Frankfurt also registered complaints, although far fewer.

The investigation in Cologne was focused largely on asylum seekers or illegal migrants from north Africa, police said. They arrested a 19-year-old Moroccan man on Saturday.

In Cologne, where a 100-strong force of officers continued their investigations, about 40 per cent of the complaints included sexual offences, including two rapes.

The attacks, which prompted violent far-right protests on Saturday, threatens to further erode confidence in Mrs Merkel, and could stoke support for the anti-immigrant Alternative for Germany party ahead of three key state elections in March.

Mrs Merkel's popularity has dwindled as she refused to limit the influx of refugees.

A survey sponsored by state broadcaster ARD showed that while 75 per cent of those asked were very happy with Ms Merkel's work in April 2015, only 58 per cent were pleased now.

Almost three-quarters of those polled said migration was the most important issue for the government to deal with in 2016.

The Cologne attacks also heated up the debate on immigration in neighbouring Austria.

"What happened in Cologne is unbelievable and unacceptable," Austrian Interior Minister Johanna Mikl-Leitner, a member of the conservative People's Party that is junior coalition partner to the Social Democrats, told the newspaper Oesterreich.

There had been a handful of similar incidents in the border city of Salzburg.

"Such offenders should be deported," she said, backing a similar suggestion by Mrs Merkel.

Swiss media contained numerous stories about sexual assaults on women by foreigners, fuelling tensions ahead of a referendum in February that would trigger the automatic deportation of foreigners convicted of some crimes.

In Germany on Monday, a regional parliamentary commission will quiz police and others about the events on New Year's Eve in Cologne.

The anti-Islam PEGIDA, whose supporters threw bottles and fire crackers at a march in Cologne on Saturday before being dispersed by riot police, will later hold a rally in the eastern German city of Leipzig.
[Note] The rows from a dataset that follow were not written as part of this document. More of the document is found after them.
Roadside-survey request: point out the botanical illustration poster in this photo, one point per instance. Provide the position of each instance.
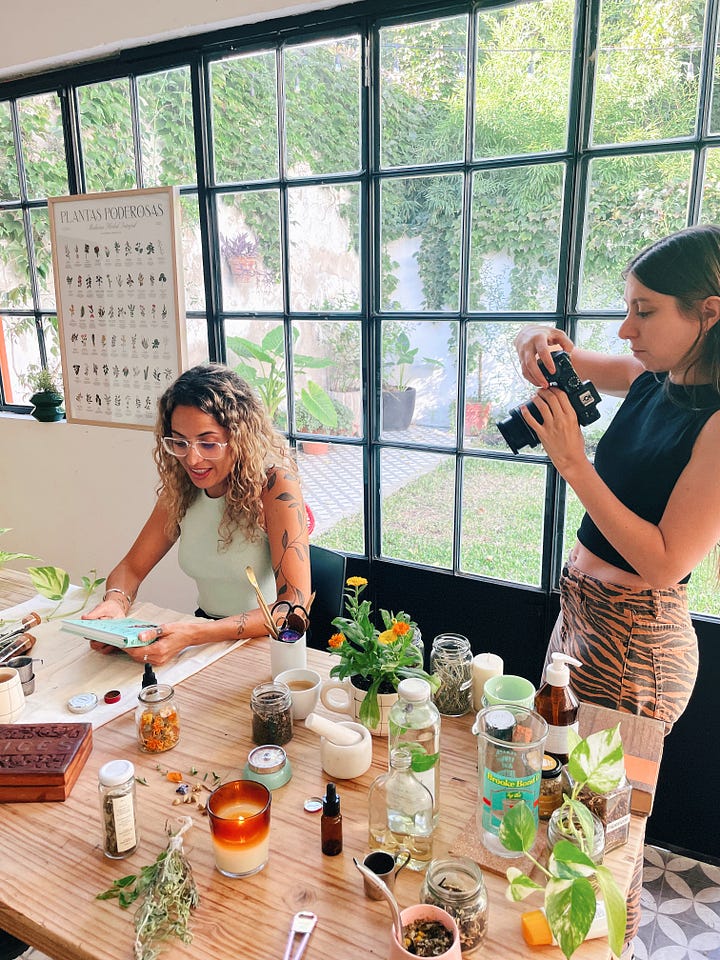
(119, 288)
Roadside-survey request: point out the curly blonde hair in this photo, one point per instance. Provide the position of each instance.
(255, 445)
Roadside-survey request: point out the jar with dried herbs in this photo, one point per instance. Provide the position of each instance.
(157, 718)
(457, 885)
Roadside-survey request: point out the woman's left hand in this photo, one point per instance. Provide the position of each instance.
(559, 432)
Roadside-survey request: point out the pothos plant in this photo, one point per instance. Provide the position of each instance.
(574, 880)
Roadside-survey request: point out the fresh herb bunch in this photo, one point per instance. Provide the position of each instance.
(382, 657)
(169, 894)
(572, 877)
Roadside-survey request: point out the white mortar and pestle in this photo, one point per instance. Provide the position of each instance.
(345, 746)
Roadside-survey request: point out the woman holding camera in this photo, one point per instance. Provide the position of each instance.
(651, 497)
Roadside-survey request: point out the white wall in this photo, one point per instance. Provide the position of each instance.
(76, 496)
(38, 34)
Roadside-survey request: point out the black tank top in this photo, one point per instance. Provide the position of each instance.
(645, 449)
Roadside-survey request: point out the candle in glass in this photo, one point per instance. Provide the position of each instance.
(239, 814)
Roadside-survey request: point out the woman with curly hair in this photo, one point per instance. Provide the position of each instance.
(230, 494)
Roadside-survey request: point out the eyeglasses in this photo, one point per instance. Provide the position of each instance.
(207, 449)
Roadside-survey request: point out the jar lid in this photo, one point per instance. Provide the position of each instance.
(267, 758)
(551, 767)
(116, 772)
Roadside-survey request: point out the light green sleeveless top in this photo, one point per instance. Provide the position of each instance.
(219, 570)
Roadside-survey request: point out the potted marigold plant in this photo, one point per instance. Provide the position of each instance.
(374, 661)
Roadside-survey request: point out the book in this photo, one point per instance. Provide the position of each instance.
(42, 761)
(119, 633)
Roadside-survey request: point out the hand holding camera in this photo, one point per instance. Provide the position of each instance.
(582, 395)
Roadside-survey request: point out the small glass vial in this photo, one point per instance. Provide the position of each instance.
(116, 785)
(551, 787)
(457, 885)
(158, 722)
(451, 662)
(271, 705)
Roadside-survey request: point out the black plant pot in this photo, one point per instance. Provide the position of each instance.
(398, 408)
(47, 406)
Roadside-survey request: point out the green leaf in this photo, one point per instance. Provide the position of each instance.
(50, 582)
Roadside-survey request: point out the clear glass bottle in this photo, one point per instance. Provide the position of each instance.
(414, 722)
(457, 885)
(400, 812)
(116, 785)
(451, 662)
(271, 706)
(157, 718)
The far-right will likely seize on reports that the Paris attacker, who was shot last week as he wielded a meat cleaver and shouted "Allahu akbar" (God is greatest), was known to police for drug dealing and harassing women.

He had an apartment in an accommodation centre for asylum seekers in Recklinghausen, north of Cologne.

A German newspaper, Welt am Sonntag, reported the man had painted the symbol of Islamic State on the wall of his flat and had been registered multiple times in Germany under fake names and many nationalities from Syrian to Moroccan.